Step1
Prepare your palette with all the colours that you are going to use. Don't skimp on any of them, otherwise you will tend to use some colours more sparingly. Use Monet's palette. Eliminate black and earth tones. Squeeze out 2 blues (French Ultramarine and Cobalt Blue), 2 greens (Viridian and Emerald), 2 yellows (Cadmium Yellow Light and Cadmium Yellow), Alizarin Crimson, and Titanium White. Other colours you may want to include are Cerulean Blue, Yellow Ochre, Cadmium Red, and Sap Green.
Step2
Do your drawing but don't bother with too much detail. You're going to cover it anyway with your under painting. Now, the most important step. Look closely at your subject and divide it into 3 light intensities, dark, medium, and light. To achieve this you should squint your eyes so that you are only seeing shapes of dark or light. Do your under painting initially monochromatic, defining only the 3 light variances. This should be thinned out with turpentine (or whatever thinning medium you are using). When you are finished your under painting, you can begin to build up your layers. They do not necessarily have to be your final choice of colour. For example, your sky will usually be one of your light areas. Don't just reach for your blue hues. Perhaps yellow ochre would be a good choice. The same for grasses. Choose, perhaps, a complementary colour like a dirty red, or a muddier version of your final colour.
Step3
When you complete your painting, you can layer in cleanly mixed colours over the top of your complementaries (i.e. red grass). Allow some of the under painting to show through, for example your yellowish sky. I like to use multiple brushes, so that if I am adding blues to the sky, the brush only contains blue mixes. I also work my colours on my palette and don't always wipe my brushes clean. Work your palette and discover earthy and natural colours by allowing the paint to blend on the palette.
Step4
Remember to keep work within your dark, medium and light tones so that you don't lose the wonderful three dimensional feeling that you created in your under painting. Study where the light is hitting various points in your painting and finish off with the highlights.
Step5
A few extra hints:
Sometimes negative space should be painted on top. For example, the light of the sky showing between the branches of trees will be more brilliant if it is painted after the tree has been painted.

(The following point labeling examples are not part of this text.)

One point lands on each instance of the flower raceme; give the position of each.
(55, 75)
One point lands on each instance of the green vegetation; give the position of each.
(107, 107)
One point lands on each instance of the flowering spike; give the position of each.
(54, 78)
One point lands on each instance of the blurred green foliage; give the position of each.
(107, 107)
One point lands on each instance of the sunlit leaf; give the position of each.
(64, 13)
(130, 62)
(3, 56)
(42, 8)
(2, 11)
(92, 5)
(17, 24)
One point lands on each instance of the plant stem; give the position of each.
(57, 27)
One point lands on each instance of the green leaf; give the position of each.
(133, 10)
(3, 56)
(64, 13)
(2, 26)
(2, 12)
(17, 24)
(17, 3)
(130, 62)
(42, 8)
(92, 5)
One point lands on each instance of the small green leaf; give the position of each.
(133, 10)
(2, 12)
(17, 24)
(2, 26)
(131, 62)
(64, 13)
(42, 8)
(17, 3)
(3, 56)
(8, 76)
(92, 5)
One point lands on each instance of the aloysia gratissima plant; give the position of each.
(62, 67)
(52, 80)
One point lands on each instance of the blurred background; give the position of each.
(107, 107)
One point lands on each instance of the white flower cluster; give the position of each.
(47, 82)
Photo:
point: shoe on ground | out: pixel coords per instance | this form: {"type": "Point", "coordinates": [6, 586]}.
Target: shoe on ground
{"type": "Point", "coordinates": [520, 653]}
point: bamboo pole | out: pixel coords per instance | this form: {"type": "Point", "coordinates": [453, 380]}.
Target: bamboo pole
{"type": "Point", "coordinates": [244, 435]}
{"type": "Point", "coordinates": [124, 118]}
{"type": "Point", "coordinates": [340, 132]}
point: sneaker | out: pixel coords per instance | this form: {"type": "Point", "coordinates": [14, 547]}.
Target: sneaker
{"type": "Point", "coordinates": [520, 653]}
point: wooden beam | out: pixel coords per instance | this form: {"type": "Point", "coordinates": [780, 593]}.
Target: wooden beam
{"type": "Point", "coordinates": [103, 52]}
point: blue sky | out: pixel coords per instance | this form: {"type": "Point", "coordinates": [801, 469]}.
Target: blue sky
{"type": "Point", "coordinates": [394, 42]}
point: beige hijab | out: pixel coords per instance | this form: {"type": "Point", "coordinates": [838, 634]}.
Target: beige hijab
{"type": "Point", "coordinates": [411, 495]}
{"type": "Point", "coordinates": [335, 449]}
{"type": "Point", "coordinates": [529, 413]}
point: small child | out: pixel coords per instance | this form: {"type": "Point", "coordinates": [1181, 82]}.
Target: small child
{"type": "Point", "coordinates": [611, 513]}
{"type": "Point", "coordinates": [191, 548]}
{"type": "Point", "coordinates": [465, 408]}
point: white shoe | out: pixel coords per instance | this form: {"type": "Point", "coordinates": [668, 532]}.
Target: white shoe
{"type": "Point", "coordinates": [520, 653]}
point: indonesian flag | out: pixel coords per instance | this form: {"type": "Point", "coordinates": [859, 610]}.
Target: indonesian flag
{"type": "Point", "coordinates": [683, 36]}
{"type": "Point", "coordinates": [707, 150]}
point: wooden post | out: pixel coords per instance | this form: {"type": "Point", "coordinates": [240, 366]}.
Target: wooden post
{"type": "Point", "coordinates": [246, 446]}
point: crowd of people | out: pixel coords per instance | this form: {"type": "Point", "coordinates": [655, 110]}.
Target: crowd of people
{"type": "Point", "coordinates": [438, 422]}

Work from lean to thick, and I would add, from dark to light.
Use complementaries together. Blues and oranges. Reds and greens.
Add colour just for the sake of colour. If your painting has too much green, add dark blues into the grass, and even some orange.
Use all the palette and don't think of skies as blue, or grass as green. Find other colours but keeping the light intensities within the three light ranges you defined at the very beginning.
Comments
amytrosen said
on 5/13/2008 Thank you very much for the tip. I have not yet been able to work out how to get the "light" into myu paintings. I hope to try your techinique this weekend.